查看一个数据帧行中的所有值是否存在于另一个数据帧中 [英] Seeing if all values in one dataframe row exist in another dataframe
问题描述
我有一个数据框如下:
df1
ColA ColB ColC ColD
10 A B L
11 N Q NA
12 P J L
43 M T NA
89 O J T
df2
ATTR Att R1 R2 R3 R4
1 45 A B NA NA
2 40 C D NA NA
3 33 T J O NA
4 65 L NA NA NA
5 20 P L J NA
6 23 Q NA NA NA
7 38 Q L NA NA
如何匹配df2使用df1,如果在df1行中显示每个df2行(忽略顺序)中的所有值,则将填充它。所以检查每个df2行中的所有不只是一个值与每个df1行匹配。在这种情况下的最终结果应该是:
How do I match up df2 with df1 so that if ALL the values in each df2 row (disregarding the order) show up in the df1 rows, then it will populate. So it is checking if ALL not just one value from each df2 row matches up with each df1 row. The final result in this case should be this:
ColA ColB ColC ColD ATTR Att R1 R2 R3 R4
10 A B L 1 45 A B NA NA
10 A B L 4 65 L NA NA NA
11 N Q NA 6 23 Q NA NA NA
12 P J L 4 65 L NA NA NA
12 P J L 5 20 P L J NA
89 O J T 3 33 T J O NA
谢谢
推荐答案
这是一个可能的解决方案,使用基础R。
Here is a possible solution using base R.
确保一切都是一个字符继续之前,即
Make sure everything is a character before continuing, i.e.
df[-1] <- lapply(df[-1], as.character)
df1[-c(1:2)] <- lapply(df1[-c(1:2)], as.character)
首先我们创建两个列表,其中包含每个数据帧的横向元素的向量。然后,我们创建一个矩阵,其长度为 l2
的元素位于 l1
中,如果长度为0,那么意味着他们匹配。即,
First we create two lists which contain vectors of the rowwise elements of each data frame. We then create a matrix with the length of elements from l2
are found in l1
, If the length is 0 then it means they match. i.e,
l1 <- lapply(split(df[-1], seq(nrow(df))), function(i) i[!is.na(i)])
l2 <- lapply(split(df1[-c(1:2)], seq(nrow(df1))), function(i) i[!is.na(i)])

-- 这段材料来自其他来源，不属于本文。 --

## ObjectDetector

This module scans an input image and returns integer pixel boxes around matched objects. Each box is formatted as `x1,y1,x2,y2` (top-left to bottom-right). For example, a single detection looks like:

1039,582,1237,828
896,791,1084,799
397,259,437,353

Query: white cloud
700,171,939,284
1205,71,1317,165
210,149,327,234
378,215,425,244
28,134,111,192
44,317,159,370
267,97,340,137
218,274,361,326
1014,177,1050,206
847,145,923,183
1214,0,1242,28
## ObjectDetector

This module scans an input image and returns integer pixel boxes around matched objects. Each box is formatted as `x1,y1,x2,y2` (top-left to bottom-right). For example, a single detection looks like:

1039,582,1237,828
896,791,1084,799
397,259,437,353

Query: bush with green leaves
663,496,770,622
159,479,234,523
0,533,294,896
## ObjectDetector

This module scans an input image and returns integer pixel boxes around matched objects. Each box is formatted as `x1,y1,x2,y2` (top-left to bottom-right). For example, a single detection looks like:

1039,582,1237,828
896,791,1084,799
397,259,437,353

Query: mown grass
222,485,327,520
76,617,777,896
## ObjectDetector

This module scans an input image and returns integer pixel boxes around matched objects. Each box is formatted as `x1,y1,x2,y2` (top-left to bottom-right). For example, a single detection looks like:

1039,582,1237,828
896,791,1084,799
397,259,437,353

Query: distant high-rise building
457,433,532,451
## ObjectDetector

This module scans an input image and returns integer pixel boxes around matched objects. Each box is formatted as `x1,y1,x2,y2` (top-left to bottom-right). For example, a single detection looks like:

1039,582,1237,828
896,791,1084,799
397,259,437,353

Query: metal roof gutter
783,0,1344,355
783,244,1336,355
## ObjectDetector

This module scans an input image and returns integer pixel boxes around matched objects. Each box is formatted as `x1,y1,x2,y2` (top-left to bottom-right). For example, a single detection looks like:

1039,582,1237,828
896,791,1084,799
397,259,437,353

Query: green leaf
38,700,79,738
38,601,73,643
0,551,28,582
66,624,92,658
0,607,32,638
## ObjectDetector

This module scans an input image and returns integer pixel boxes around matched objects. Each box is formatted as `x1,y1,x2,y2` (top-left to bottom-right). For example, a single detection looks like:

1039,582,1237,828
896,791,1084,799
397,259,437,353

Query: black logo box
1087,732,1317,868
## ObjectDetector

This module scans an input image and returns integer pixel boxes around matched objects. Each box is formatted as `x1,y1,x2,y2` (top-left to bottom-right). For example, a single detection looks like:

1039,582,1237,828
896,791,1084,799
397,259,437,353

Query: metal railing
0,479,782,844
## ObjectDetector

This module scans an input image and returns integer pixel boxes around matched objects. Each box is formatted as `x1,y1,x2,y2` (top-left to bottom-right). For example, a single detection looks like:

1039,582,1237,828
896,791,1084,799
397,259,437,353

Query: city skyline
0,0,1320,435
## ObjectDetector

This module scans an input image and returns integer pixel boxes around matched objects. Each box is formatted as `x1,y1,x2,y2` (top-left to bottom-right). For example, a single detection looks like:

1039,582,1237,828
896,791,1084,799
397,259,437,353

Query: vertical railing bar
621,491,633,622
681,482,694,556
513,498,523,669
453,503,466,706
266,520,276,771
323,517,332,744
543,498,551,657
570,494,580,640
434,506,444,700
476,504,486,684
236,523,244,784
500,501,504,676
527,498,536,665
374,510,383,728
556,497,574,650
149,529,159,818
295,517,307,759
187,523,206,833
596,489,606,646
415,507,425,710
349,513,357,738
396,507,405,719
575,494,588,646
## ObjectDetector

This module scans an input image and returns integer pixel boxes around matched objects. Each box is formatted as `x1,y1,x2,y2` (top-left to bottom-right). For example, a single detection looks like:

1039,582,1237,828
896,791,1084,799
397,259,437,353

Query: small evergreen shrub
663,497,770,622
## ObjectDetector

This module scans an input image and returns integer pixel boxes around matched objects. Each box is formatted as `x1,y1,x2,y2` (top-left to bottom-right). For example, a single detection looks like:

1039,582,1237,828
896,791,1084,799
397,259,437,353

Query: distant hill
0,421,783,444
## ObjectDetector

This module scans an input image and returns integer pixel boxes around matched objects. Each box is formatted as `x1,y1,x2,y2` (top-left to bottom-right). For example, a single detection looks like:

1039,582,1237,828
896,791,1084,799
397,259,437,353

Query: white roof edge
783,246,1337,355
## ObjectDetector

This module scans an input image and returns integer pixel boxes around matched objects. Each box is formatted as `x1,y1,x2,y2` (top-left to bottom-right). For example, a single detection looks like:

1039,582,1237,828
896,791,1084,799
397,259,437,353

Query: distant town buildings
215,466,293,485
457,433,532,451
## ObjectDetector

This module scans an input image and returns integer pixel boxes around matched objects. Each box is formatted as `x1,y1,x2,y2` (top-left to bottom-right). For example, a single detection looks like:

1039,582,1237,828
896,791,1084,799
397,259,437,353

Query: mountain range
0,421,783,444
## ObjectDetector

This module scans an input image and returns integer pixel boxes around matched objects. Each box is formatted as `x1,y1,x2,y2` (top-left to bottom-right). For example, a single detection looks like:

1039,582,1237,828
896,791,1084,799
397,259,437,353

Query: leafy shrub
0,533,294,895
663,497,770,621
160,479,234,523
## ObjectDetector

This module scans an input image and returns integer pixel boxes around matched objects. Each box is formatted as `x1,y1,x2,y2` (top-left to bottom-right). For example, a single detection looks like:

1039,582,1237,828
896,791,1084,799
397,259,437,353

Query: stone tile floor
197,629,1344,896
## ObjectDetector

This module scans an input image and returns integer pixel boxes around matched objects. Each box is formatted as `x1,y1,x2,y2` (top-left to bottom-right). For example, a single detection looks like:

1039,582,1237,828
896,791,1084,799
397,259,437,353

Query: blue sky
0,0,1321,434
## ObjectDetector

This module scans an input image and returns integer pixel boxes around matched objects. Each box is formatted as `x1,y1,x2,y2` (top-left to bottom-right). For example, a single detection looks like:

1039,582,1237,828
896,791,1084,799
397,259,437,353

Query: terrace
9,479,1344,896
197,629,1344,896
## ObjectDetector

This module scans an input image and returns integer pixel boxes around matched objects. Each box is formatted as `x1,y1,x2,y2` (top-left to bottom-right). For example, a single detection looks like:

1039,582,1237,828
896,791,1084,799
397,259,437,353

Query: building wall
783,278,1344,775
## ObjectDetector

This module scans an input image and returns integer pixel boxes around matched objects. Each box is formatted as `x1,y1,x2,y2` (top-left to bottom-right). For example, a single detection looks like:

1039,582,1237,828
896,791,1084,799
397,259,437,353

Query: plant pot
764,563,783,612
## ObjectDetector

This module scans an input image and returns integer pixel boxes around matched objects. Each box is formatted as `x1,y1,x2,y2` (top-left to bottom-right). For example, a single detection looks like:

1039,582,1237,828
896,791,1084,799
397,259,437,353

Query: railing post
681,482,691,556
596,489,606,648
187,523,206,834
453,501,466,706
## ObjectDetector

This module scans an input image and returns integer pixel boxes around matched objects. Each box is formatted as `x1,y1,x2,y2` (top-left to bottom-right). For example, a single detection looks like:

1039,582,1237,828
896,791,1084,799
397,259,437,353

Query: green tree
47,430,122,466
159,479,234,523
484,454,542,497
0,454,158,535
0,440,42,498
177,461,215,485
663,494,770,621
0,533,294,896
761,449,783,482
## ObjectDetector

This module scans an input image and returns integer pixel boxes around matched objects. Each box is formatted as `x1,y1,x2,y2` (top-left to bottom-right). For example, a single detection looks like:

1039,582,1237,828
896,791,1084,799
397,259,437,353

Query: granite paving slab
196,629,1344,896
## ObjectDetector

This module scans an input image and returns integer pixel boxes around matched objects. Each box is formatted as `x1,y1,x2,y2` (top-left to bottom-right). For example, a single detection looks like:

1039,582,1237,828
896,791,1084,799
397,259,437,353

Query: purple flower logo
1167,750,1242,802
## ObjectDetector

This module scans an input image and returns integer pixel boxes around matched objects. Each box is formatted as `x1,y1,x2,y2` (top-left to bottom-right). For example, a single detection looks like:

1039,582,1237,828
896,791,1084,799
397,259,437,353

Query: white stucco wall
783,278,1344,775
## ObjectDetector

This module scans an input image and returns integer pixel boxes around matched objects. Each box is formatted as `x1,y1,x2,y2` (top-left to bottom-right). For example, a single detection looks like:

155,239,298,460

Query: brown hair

m1 <- sapply(l1, function(i) sapply(l2, function(j) length(setdiff(j, i))))
m1
# 1 2 3 4 5
#1 0 2 2 2 2
#2 2 2 2 2 2
#3 3 3 2 2 0
#4 0 1 0 1 1
#5 2 3 0 3 2
#6 1 0 1 1 1
#7 1 1 1 2 2
然后我们使用该矩阵在我们原来的 df
中创建几个列。第一列 rpt
将指示每行的长度为0的次数,并将其用作每行的重复次数。我们还使用它来过滤所有0个长度(即,与 df1
不匹配的行)。扩展数据框后,我们创建另一个变量; ( ATTR
(与 ATTR
在同一个名字 df1
)将其用于合并
。即
We then use that matrix to create a couple of coloumns in our original df
. The first column rpt
will indicate how many times each row has length 0 and use that as a number of repeats for each row. We also use it to filter out all the 0 lengths (i.e. the rows that do not have a match with df1
). After expanding the data frame we create another variable; ATTR
(same name as ATTR
in df1
) in order to use it for a merge
. i.e.
df$rpt <- colSums(m1 == 0)
df <- df[df$rpt != 0,]
df <- df[rep(row.names(df), df$rpt),]
df$ATTR <- which(m1 == 0, arr.ind = TRUE)[,1]
df
# ColA ColB ColC ColD rpt ATTR
#1 10 A B L 2 1
#1.1 10 A B L 2 4
#2 11 N Q <NA> 1 6
#3 12 P J L 2 4
#3.1 12 P J L 2 5
#5 89 O J T 1 3
然后我们然后 merge
并订购两个数据框,
We then merge
and order the two data frames,
final_df <- merge(df, df1, by = 'ATTR')
final_df[order(final_df$ColA),]
# ATTR ColA ColB ColC ColD rpt Att R1 R2 R3 R4
#1 1 10 A B L 2 45 A B <NA> <NA>
#3 4 10 A B L 2 65 L <NA> <NA> <NA>
#6 6 11 N Q <NA> 1 23 Q <NA> <NA> <NA>
#4 4 12 P J L 2 65 L <NA> <NA> <NA>
#5 5 12 P J L 2 20 P L J <NA>
#2 3 89 O J T 1 33 T J O <NA>
数据
dput(df)
structure(list(ColA = c(10L, 11L, 12L, 43L, 89L), ColB = c("A",
"N", "P", "M", "O"), ColC = c("B", "Q", "J", "T", "J"), ColD = c("L",
NA, "L", NA, "T")), .Names = c("ColA", "ColB", "ColC", "ColD"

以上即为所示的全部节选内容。